Thursday, September 23, 2021

Proms: more about the money than the memories


A columnist in today’s Peoria Journal-Star writes that the cost for a typical prom has skyrocketed in the last three years.

There are regional differences, with Midwesterners spending less on proms than students on the East Coast, but the national average for proms this spring will be around $1,949, according to Golden Asp, “a prom-dress retailer whose high-end offerings include a $918 creation that looks like a low-cut feather duster,” writes Phil Luciano.

In 2011, just three years ago, the national average was $807. That’s a 141 percent increase in the cost of prom for a typical American student couple in a span of only three years.

One interesting data point in the article is that families whose household income is below $50,000 tend to spend more than the average, while families with a household income above the $50,000 mark spend less than the average.
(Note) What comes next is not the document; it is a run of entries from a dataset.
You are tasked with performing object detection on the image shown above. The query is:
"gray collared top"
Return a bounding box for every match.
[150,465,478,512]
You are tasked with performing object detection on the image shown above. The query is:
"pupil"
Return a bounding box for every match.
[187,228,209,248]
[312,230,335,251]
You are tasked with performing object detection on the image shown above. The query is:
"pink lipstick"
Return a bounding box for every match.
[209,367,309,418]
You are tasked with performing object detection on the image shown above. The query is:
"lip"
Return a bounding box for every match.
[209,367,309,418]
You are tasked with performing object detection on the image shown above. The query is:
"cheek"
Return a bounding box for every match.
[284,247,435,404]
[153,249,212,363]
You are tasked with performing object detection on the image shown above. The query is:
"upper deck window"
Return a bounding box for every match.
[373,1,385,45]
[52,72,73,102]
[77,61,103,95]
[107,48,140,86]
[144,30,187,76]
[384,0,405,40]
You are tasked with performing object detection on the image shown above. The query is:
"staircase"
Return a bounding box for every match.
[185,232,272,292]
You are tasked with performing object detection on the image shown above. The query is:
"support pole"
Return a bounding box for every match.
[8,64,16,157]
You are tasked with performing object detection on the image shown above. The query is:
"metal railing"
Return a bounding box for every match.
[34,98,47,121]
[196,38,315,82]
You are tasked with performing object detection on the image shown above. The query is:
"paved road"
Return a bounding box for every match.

“Why?” he asks. “I’d peg our usual fiscal foolishness. You know why some people always seem to have more money? They don’t spend as much. You know why some people often seem to have less money? They waste a lot.”

And even worse, he ponders, according to a survey by Visa, “single parents blew $400 more than the national average on prom.” They even spent more than a typical below-$50,000 household, although the survey didn’t consider household income for single parents.

He proposes, after hearing about all the police chiefs talk about not driving under the influence after prom and not doing all the other things kids aren’t supposed to do, that maybe parents could offer their kids cash not to go to prom.

Maybe they could take that cash, put it in their pockets, and put it to a better use. They could spend it on college expenses next year or on something worthwhile in their communities.

But alas, Mr Luciano’s is a move played on an empty dance floor. Proms can’t be stopped. Expenses can’t be controlled. And the poor will continue to get poorer by acting rich, even if it is only for a night—a night that will bring, most likely, no long-term memories and no good news except for the scattered reports of students who didn’t die in a horrific accident they had after drinking on prom night.